Student Spotlight: It’s Time to Walk the Walk

We are proud to introduce this spring’s Student Spotlight Series, a weekly posting on social entrepreneurship trends and topics from Notre Dame students. Today we hear from Soren Rucker, a senior Finance and Economics major from Oakton, VA. He highlights how Benefit Corporation qualifications will not only please consumers, but also prospective employees as more people are looking for credibility and authentic commitment to social impact in businesses

There is no question that our communities around the world face serious unaddressed issues, challenges, and critical deficiencies.  As David Bornstein, the keynote speaker at the Irish Impact Social Entrepreneurship Conference, put it,  “It’s a wonderful time to be alive if you like to fix things. Because everything is broken.”

bcorporation-small-logo1It begs the question: how in the heck does the world go about addressing these issues? If we think about it, there is no greater question facing our world today.
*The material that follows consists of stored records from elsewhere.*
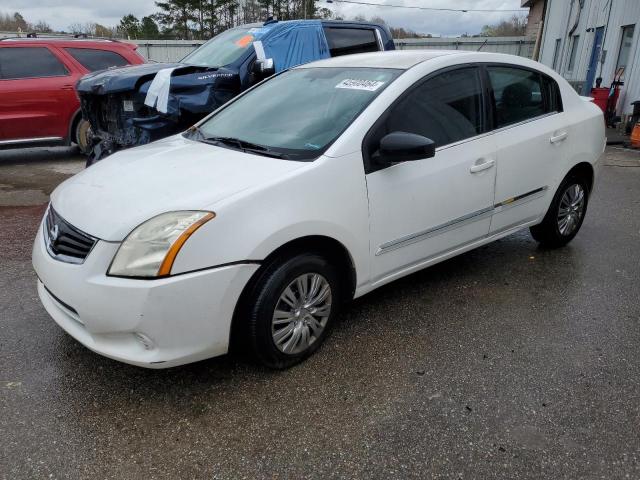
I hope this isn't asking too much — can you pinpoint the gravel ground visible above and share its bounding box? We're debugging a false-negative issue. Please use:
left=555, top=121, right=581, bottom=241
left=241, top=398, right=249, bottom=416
left=0, top=147, right=640, bottom=480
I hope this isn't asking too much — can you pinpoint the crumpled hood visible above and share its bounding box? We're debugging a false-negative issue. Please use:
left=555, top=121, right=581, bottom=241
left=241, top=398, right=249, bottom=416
left=51, top=135, right=305, bottom=241
left=76, top=63, right=181, bottom=95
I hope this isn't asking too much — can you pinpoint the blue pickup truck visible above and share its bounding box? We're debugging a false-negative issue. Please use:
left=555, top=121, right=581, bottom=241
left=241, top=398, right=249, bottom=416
left=77, top=20, right=394, bottom=165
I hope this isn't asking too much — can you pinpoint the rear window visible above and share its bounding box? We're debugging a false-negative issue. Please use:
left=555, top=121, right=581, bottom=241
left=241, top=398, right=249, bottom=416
left=65, top=48, right=129, bottom=72
left=0, top=47, right=69, bottom=80
left=324, top=27, right=380, bottom=57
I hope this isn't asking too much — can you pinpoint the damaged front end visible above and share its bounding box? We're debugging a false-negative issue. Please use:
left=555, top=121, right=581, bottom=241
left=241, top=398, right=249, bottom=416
left=77, top=63, right=241, bottom=166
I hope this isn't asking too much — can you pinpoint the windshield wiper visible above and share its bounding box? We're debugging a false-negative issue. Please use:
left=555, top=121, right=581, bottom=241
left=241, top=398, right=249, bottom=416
left=182, top=125, right=204, bottom=141
left=202, top=137, right=288, bottom=159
Given the amount of problem solving and innovation required to address these needs, solutions must come from private markets.  Governments, NGOs, and non-profits cannot do it on their own.  There are several private enterprises in various organizational forms that are working to address these needs. Examples include: large for-profits through corporate social responsibility initiatives, hybrid for-profit models with not-for-profit subsidiaries and vice versa.  One particular organization structure that has emerged over the last several years and has received significant interest across legislatures is the Benefit Corporation (B corporation).

What is a Benefit Corporation?  

Wikipedia defines a benefit corporation as a for-profit entity that considers society and the environment in addition to profit in their decision making process.  Benefitcorp.net defines B corps as, “a new class of corporation that are required to create a material positive impact on society and the environment to meet higher standards of accountability and transparency.   The major characteristics of the benefit corporation are:

1)   a requirement that a B corporation must have a corporate purpose to create a material positive impact on society and the environment

2)   an expansion of the duties of directors to require consideration of non-financial stakeholders as well as the financial interests of shareholders

3)   an obligation to report on its overall social and environmental performance using a comprehensive, credible, independent, and transparent third-party standard[1]

Why recognize B Corporations?

Consumer trust in social responsibility

Market research shows that consumer demand for socially responsible products and companies is increasing. At the same time, consumer trust in corporations is decreasing.  Consumers are bombarded frequently with the terms “green”, “fair trade”, “sustainable”, and “charitable”.  While many organizations commit to a focus on these, others use the terms for marketing campaigns.  In addition to a growing consumer demand for socially responsible companies, there is also a high demand from prospective employees for a commitment to social impact.  Evidence shows that this preference is increasing in education.  Not only do socially conscious companies have an advantage in greater consumer loyalty, but also in attracting the best talent. But how do end consumers and prospective employees know which corporations actually commit to impact communities and which are just trying to profit financially by making “noise”?

Only those that demonstrate commitment will be permitted to label themselves B Corps

The recognition of B corporations as a new legal entity would force companies to provide evidence of a commitment to social impact.  Determining the factors that constitute whether an organization qualifies as a B corporation would necessarily present a unique set of challenges for regulators.  What qualifies as a “material positive impact on society and the environment?”   What duties are included as part of “an expansion of duties of directors to require consideration of non-financial stakeholders?”  However, the fact that companies would have an obligation to report on their overall social and environmental performance to third parties would lead only those companies that can concretely demonstrate a commitment to social or/and environmental impact to be designated as B corporations.

The criteria in the selection process will improve over time as regulators gain experience.  Growing consumer and prospective employee demand for socially impactful companies, in conjunction with a regulatory body that distinguishes between the truly socially impactful companies and those that do so through marketing campaigns, will encourage and reward companies that “walk the walk” in social impact.